Mas a paixão tem uma vida curta. E foi o início do tsunami a nível pessoal. De repente, tudo mudou. A princípio não percebi o porquê da mudança. Eu não tinha mudado. O que eu sentia não tinha mudado. Ou melhor, não tinha diminuído, antes pelo contrário. Sei que aguentar situações constantes de doença durante bastante tempo é difícil. Mas eu sempre joguei limpo. E não percebia porque razão os sintomas se agravavam, a ponto de me limitarem a vida. Tentar lutar contra isso e fazer uma vida normal era complicado. Talvez por isso ter um “porto de abrigo” fosse tão importante. Para além dos meus problemas de saúde, a incerteza profissional e os problemas de saúde de familiares faziam com que o meu mundo estivesse quase à beira da ruína. Bastou o “afastamento” desse “porto de abrigo”, para que o descalabro acontecesse. Da minha vida restou apenas um monte de escombros: os meus problemas de saúde a agravarem-se e a limitarem de sobremaneira a minha vida, o desespero do desemprego à porta, os problemas de saúde de familiares a agravarem-se e o não saber como seguir em frente. Acima de tudo, não saber o que fazer para seguir em frente. E esperar que o nosso porto de abrigo nos ajudasse a seguir em frente e ver que ao contrário disso, ainda nos afundava mais. Até bater no fundo do fundo. Consegui perceber o que se sente no mais completo desespero e porque razão algumas pessoas optam por soluções “anormais”. Quando nada faz sentido, é demasiado complicado seguir em frente.

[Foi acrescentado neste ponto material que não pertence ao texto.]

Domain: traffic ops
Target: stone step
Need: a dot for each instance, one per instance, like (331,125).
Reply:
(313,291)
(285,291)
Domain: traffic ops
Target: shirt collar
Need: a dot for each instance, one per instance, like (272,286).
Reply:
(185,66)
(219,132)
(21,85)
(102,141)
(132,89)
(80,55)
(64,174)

Felizmente, há sempre uns “anjos vivos”, que teimam em estar presentes nas alturas más. E houve uns quantos amigos fantásticos que tiveram paciência e dedicação e me ajudaram a subir. A maior parte do trabalho foi meu, mas sem a sua ajuda sei que nunca teria conseguido e teria optado por uma solução mais fácil para mim. E entraram novas pessoas na minha vida, que continuam cá e me ajudam a seguir em frente, quando as dúvidas ou os maus momentos se atravessam no caminho.

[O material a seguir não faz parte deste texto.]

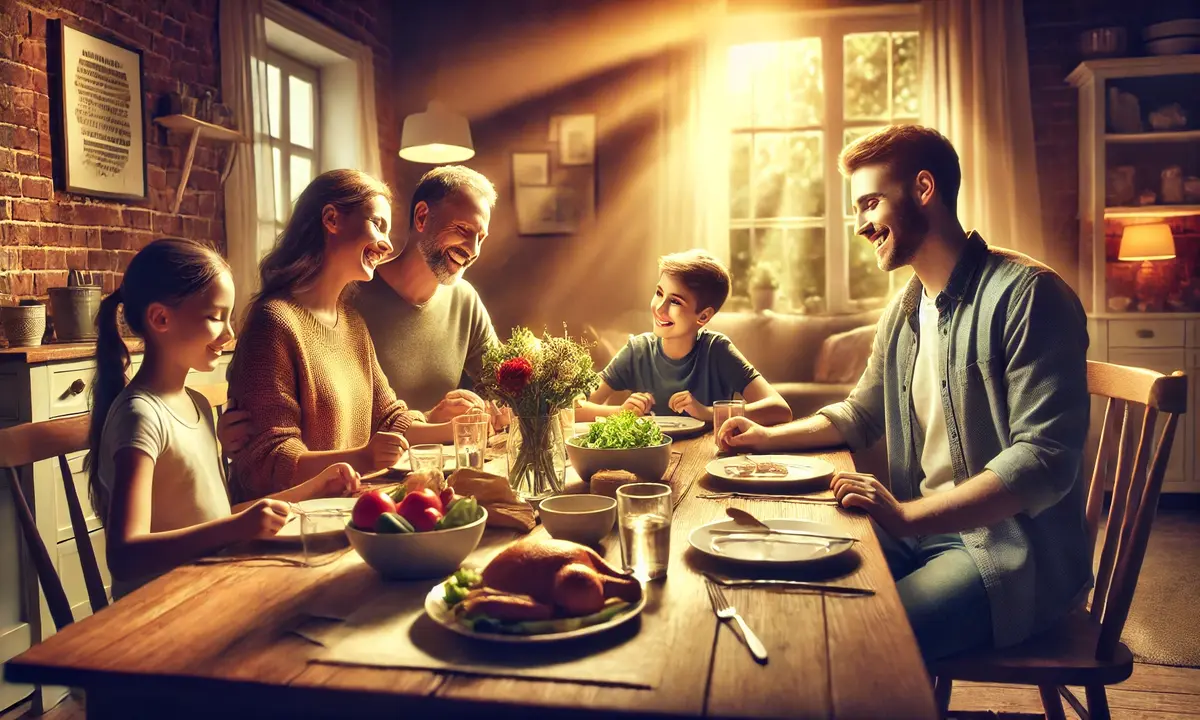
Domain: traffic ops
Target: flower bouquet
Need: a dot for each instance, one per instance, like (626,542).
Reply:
(537,378)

Mas houve muito trabalho para fazer. Antes de mais, tentar reconstruir a minha auto-estima. Para isso, foi necessário perceber algumas coisas importantes: que sou humana e tenho limitações. Mas que também tenho algumas qualidades. Saber quais são essas qualidades, tirando partido delas e saber os meus defeitos, tentando corrigi-los na medida do possível, foi uma tarefa árdua. Durante algum tempo (um longo tempo), o que restava do meu amor-próprio ficou reduzido a zero. Sentia-me a pior pessoa do Universo. Mas, felizmente, consegui perceber melhor como sou, consegui perceber os meus limites e consegui ver que também tenho coisas boas. Sou humana, apenas. Não sou melhor nem pior que ninguém. Simplesmente, sou eu mesma.

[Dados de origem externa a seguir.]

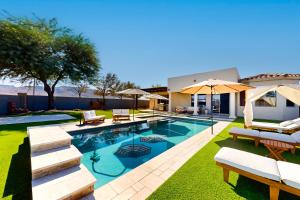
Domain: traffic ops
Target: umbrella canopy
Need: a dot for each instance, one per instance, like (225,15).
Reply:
(134,91)
(155,96)
(289,91)
(215,86)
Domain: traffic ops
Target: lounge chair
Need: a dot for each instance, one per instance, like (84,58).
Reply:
(91,117)
(293,139)
(180,109)
(190,110)
(121,114)
(279,175)
(289,126)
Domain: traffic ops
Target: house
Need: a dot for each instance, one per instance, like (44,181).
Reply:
(158,104)
(271,106)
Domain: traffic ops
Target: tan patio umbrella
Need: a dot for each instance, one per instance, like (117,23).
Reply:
(215,86)
(135,92)
(155,96)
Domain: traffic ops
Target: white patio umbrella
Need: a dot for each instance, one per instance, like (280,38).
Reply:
(155,96)
(289,91)
(135,92)
(215,86)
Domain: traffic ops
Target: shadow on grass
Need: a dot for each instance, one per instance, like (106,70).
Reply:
(18,183)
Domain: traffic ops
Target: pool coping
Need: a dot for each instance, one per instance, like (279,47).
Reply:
(140,182)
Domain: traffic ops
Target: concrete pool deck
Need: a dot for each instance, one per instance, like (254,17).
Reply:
(146,178)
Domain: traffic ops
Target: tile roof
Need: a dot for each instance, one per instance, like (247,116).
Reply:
(269,76)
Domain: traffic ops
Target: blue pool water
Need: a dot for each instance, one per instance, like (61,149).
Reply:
(103,146)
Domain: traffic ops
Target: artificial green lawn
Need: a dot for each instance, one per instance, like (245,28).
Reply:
(15,172)
(200,178)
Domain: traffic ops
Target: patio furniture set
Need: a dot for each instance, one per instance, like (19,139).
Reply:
(90,117)
(272,170)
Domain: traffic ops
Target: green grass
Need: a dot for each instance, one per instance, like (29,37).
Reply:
(200,178)
(15,182)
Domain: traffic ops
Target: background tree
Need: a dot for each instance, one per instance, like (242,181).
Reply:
(156,85)
(80,88)
(107,85)
(40,49)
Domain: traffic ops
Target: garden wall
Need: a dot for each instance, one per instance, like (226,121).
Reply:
(35,103)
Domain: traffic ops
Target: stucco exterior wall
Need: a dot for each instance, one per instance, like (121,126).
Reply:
(179,99)
(280,112)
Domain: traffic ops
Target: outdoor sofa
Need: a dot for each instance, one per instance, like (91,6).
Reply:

Afortunadamente, houve também alguma ponta de sorte no meu caminho. Consegui aproveitar as oportunidades que surgiram de uma forma favorável para mim. Não sou uma mente brilhante, mas tenho uma grande capacidade de trabalho. Tudo o que consegui até hoje foi à custa do meu esforço (mesmo quando tenho que ouvir “bocas” de outros, quando me dizem que é impossível fazer tudo e que devo ter que deixar algo para trás… e, de facto, geralmente deixo para trás as minhas horas de descanso :/ ). Neste momento, posso afirmar que todos os sonhos que tinha e que dependiam de mim foram atingidos. Não eram sonhos demasiado ambiciosos, mas houve tempos em que conseguir um emprego que me assegurasse alguma estabilidade (mesmo sabendo que hoje em dia não há empregos “para a vida”) era uma perfeita utopia… mas o mais grave era ver que para os meus amigos, se concretizava, o que para mim era uma utopia.

O ter conseguido publicar alguns trabalhos, mesmo sabendo que em termos de resultados seria quase impossível, foi algo que me ajudou a ganhar confiança. Os ensaios não foram devidamente planeados, foram realizados numa altura complicada, entre as idas à urgência e, portanto, só na altura em que comecei a escrever me apercebi das muitas falhas. Ou seja, 6 anos mais tarde. E não era possível repetir mais nada. Houve que contornar com uma discussão diferente e convincente quanto bastasse. Obviamente que os trabalhos foram publicados em revistas com um factor de impacto baixo, mas há que ser pragmático e saber quantas omoletes é possível cozinhar com tão poucos ovos. Por isso, ver estes 3 trabalhos publicados foi uma enorme vitória pessoal. E permitiu-me ver que tenho algum valor.
Por outro lado, a entrada em vigor do novo Estatuto da Carreira do Pessoal Docente do Ensino Superior Público permitiu-me a passagem para a categoria que deveria ocupar de acordo com as habilitações que possuía. O ver o meu tempo de serviço prestado devidamente reconhecido foi outra vitória.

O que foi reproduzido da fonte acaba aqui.